Last week, Christyn Koostachin, one of the eight Fort Severn First Nation youth I mentored in multimedia journalism, posted an exciting update about the national Indigenous youth journalism award they won last November from Journalists for Human Rights to their collective – The Muskego Lowland Advocates.
“With their dedication and hard work, our group has been recognized,” she wrote in her Facebook post.
The radio-podcast piece, narrated by two teens, follows their curiosity and desire to better understand the hurt that is the reality for so many in ongoing mental health crisis and cycle.
Their interviews centred around the building community trust with a non-Indigenous police officer whom whom the youth nicknamed ‘Alex Super Cop’ also featured in their complementary short film documentary. As an open voice, he’d spoke up from first hand that the Ontario Mental Health Act is failing northern and remove communities with inadequate mental health service support for youth and adults.
Concluding our trail of interviews, we stopped at the house of one of the teen’s aunty Ida to check in how she was doing. As oldies tunes played in the background, she opened up about her painful and life-long impact from the pain and belittlement her and so many generations who attending ‘Indian Residential Schools. Similar to many other survivor experiences, she was taken one day, picked up by a stranger and taken to a far off and foreign place that was supposedly educating them.
She opened up, now in her 60’s, that as a result she had never actually learned how to read English. It wasn’t until only recently, the compassion of First Nation health worker helped her learn.
“Because of residential schools, our lives changed,” Ida, a Pelican Lake Residential School survivor says, referring to the current cycles of trauma. “You pass it on family to family.”
She explains to Chasity and I that her mother and father used to be community mediators and facilitators. She reminisces for this necessary role to be back in communities.
The resilience and determination despite pain and systemic barriers moves me. Like what I saw in Guatemalan Indigenous Mayan families, the day the youth’s episode first aired last August on the Fort Severn’s radio frequency, it leaves lasting pride and belief in them as we work to decolonize and re-indigenize.
Co-hosts Alyssa McKinney and Laney Miles conclude:
“Ensuring our mental health and making sense of our trauma is something we all need to ensure.
…The need for community-member-based counselling and mediation is something that others agree is needed to revive…
Understanding the impact of residential school experiences and what intergenerational trauma means amongst us is something we cannot avoid any longer.”
The weight of these hundreds of years of experiences of pain from ignorance and oppression continues to surge through my settler veins with that red banner in my hands, past the winding floors of Blackfoot/Algonquin/German architect’s Douglas Cardinal’s Museum of History for the National Centre for Truth and Reconciliation unveiling in honour of the 2019 National Day of Truth and Reconciliation.

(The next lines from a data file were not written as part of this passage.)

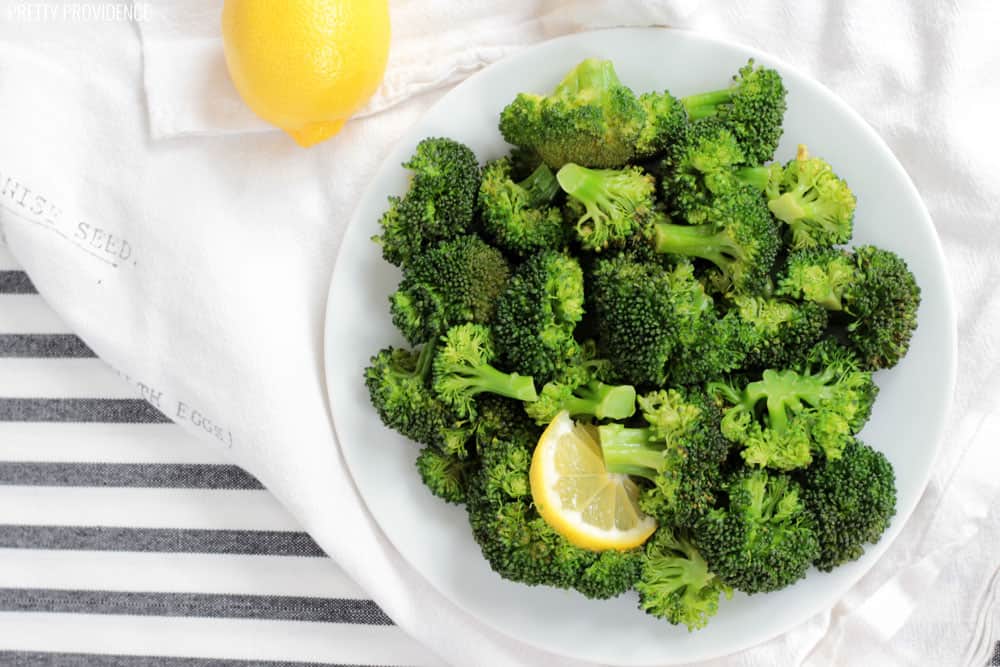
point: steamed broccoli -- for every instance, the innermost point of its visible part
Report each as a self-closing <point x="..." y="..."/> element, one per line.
<point x="517" y="542"/>
<point x="520" y="216"/>
<point x="814" y="202"/>
<point x="462" y="370"/>
<point x="590" y="118"/>
<point x="752" y="108"/>
<point x="580" y="390"/>
<point x="665" y="121"/>
<point x="704" y="162"/>
<point x="872" y="288"/>
<point x="456" y="281"/>
<point x="537" y="313"/>
<point x="851" y="500"/>
<point x="803" y="410"/>
<point x="439" y="204"/>
<point x="777" y="333"/>
<point x="680" y="451"/>
<point x="615" y="203"/>
<point x="763" y="539"/>
<point x="676" y="584"/>
<point x="656" y="324"/>
<point x="741" y="240"/>
<point x="446" y="475"/>
<point x="398" y="382"/>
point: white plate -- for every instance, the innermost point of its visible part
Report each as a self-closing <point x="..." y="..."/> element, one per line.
<point x="907" y="423"/>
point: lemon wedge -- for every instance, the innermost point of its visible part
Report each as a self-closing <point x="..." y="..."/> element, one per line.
<point x="578" y="497"/>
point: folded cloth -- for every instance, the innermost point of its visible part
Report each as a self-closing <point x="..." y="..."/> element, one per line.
<point x="191" y="247"/>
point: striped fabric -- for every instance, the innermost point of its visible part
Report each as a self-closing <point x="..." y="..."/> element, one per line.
<point x="124" y="542"/>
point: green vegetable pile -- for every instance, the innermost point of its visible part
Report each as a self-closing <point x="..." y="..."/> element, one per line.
<point x="639" y="261"/>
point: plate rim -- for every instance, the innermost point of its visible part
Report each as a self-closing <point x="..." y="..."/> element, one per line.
<point x="949" y="315"/>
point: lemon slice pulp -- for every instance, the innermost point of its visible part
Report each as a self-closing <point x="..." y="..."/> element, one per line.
<point x="578" y="497"/>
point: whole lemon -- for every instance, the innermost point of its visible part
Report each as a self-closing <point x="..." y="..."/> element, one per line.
<point x="306" y="65"/>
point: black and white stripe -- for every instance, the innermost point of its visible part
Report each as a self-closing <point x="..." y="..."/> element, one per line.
<point x="124" y="543"/>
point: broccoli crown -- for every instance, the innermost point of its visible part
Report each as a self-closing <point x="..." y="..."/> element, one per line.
<point x="537" y="313"/>
<point x="518" y="216"/>
<point x="752" y="108"/>
<point x="455" y="281"/>
<point x="675" y="583"/>
<point x="439" y="204"/>
<point x="446" y="475"/>
<point x="820" y="275"/>
<point x="680" y="450"/>
<point x="741" y="240"/>
<point x="399" y="387"/>
<point x="852" y="500"/>
<point x="590" y="118"/>
<point x="814" y="202"/>
<point x="633" y="310"/>
<point x="665" y="121"/>
<point x="872" y="288"/>
<point x="883" y="305"/>
<point x="776" y="332"/>
<point x="580" y="390"/>
<point x="616" y="203"/>
<point x="763" y="539"/>
<point x="517" y="542"/>
<point x="462" y="370"/>
<point x="695" y="166"/>
<point x="803" y="410"/>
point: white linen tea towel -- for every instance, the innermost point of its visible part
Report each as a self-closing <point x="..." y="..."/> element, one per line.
<point x="191" y="247"/>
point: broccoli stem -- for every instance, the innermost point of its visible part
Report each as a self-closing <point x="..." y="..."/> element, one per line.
<point x="541" y="185"/>
<point x="630" y="451"/>
<point x="486" y="378"/>
<point x="603" y="401"/>
<point x="707" y="104"/>
<point x="703" y="241"/>
<point x="587" y="185"/>
<point x="784" y="391"/>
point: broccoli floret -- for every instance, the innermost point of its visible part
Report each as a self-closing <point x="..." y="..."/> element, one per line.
<point x="706" y="346"/>
<point x="616" y="203"/>
<point x="705" y="161"/>
<point x="665" y="121"/>
<point x="633" y="315"/>
<point x="814" y="202"/>
<point x="580" y="390"/>
<point x="752" y="108"/>
<point x="657" y="325"/>
<point x="439" y="204"/>
<point x="517" y="542"/>
<point x="446" y="475"/>
<point x="804" y="411"/>
<point x="871" y="288"/>
<point x="593" y="399"/>
<point x="398" y="384"/>
<point x="680" y="451"/>
<point x="537" y="313"/>
<point x="820" y="275"/>
<point x="519" y="216"/>
<point x="741" y="240"/>
<point x="590" y="118"/>
<point x="763" y="539"/>
<point x="462" y="370"/>
<point x="777" y="333"/>
<point x="456" y="281"/>
<point x="676" y="584"/>
<point x="851" y="500"/>
<point x="500" y="416"/>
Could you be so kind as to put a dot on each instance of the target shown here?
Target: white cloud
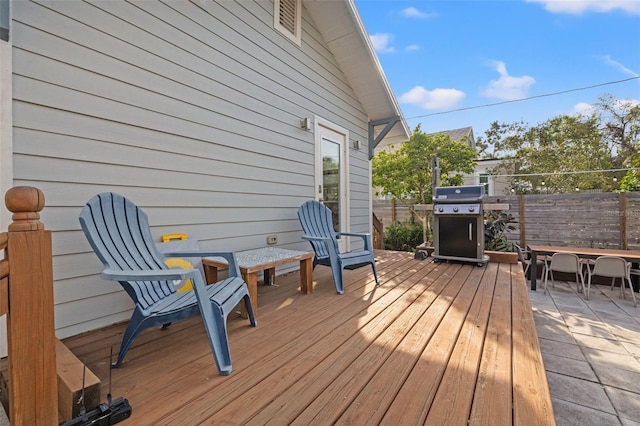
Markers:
(381, 42)
(607, 60)
(577, 7)
(507, 87)
(412, 12)
(432, 99)
(584, 108)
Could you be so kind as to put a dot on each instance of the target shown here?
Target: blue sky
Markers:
(445, 55)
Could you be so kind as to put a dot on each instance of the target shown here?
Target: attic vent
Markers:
(287, 18)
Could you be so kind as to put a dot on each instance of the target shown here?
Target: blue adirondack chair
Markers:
(119, 234)
(317, 226)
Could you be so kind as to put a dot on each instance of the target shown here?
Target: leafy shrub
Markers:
(496, 223)
(403, 237)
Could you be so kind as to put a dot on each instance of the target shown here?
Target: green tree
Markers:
(620, 127)
(406, 172)
(607, 137)
(551, 152)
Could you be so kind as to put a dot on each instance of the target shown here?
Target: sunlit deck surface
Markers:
(435, 343)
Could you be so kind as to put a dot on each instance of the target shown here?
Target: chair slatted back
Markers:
(611, 266)
(119, 234)
(565, 262)
(316, 221)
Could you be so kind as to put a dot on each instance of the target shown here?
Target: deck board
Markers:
(431, 344)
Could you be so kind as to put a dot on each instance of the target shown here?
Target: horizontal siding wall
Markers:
(189, 108)
(600, 220)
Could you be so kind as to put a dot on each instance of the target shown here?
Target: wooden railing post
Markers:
(622, 207)
(523, 233)
(33, 394)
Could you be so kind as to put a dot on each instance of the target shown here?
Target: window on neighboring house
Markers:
(287, 17)
(484, 181)
(4, 20)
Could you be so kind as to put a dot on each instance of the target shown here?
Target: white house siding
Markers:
(191, 109)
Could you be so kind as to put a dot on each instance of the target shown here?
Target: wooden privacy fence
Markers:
(26, 297)
(601, 220)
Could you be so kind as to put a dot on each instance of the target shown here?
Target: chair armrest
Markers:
(229, 256)
(312, 238)
(149, 275)
(364, 235)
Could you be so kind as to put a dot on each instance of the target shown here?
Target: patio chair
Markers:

These humbling experiences as participating in the banner unveiling with the echoing halls of Jeremy Dutcher’s tearful and reclaiming voice of “Mehcinut”, is a lasting reminding gift. The gift of knowledge and purpose to continue with humility, curiosity, and compassion in lifting us up together.


As I previously documented in the Ottawa-based Màmawi-Together event with former Truth and Reconciliation Commissioner Senator Murray Sinclair:
“Reconciliation is about forging and maintaining respectful relationships,” says Sinclair.” There are no shortcuts.”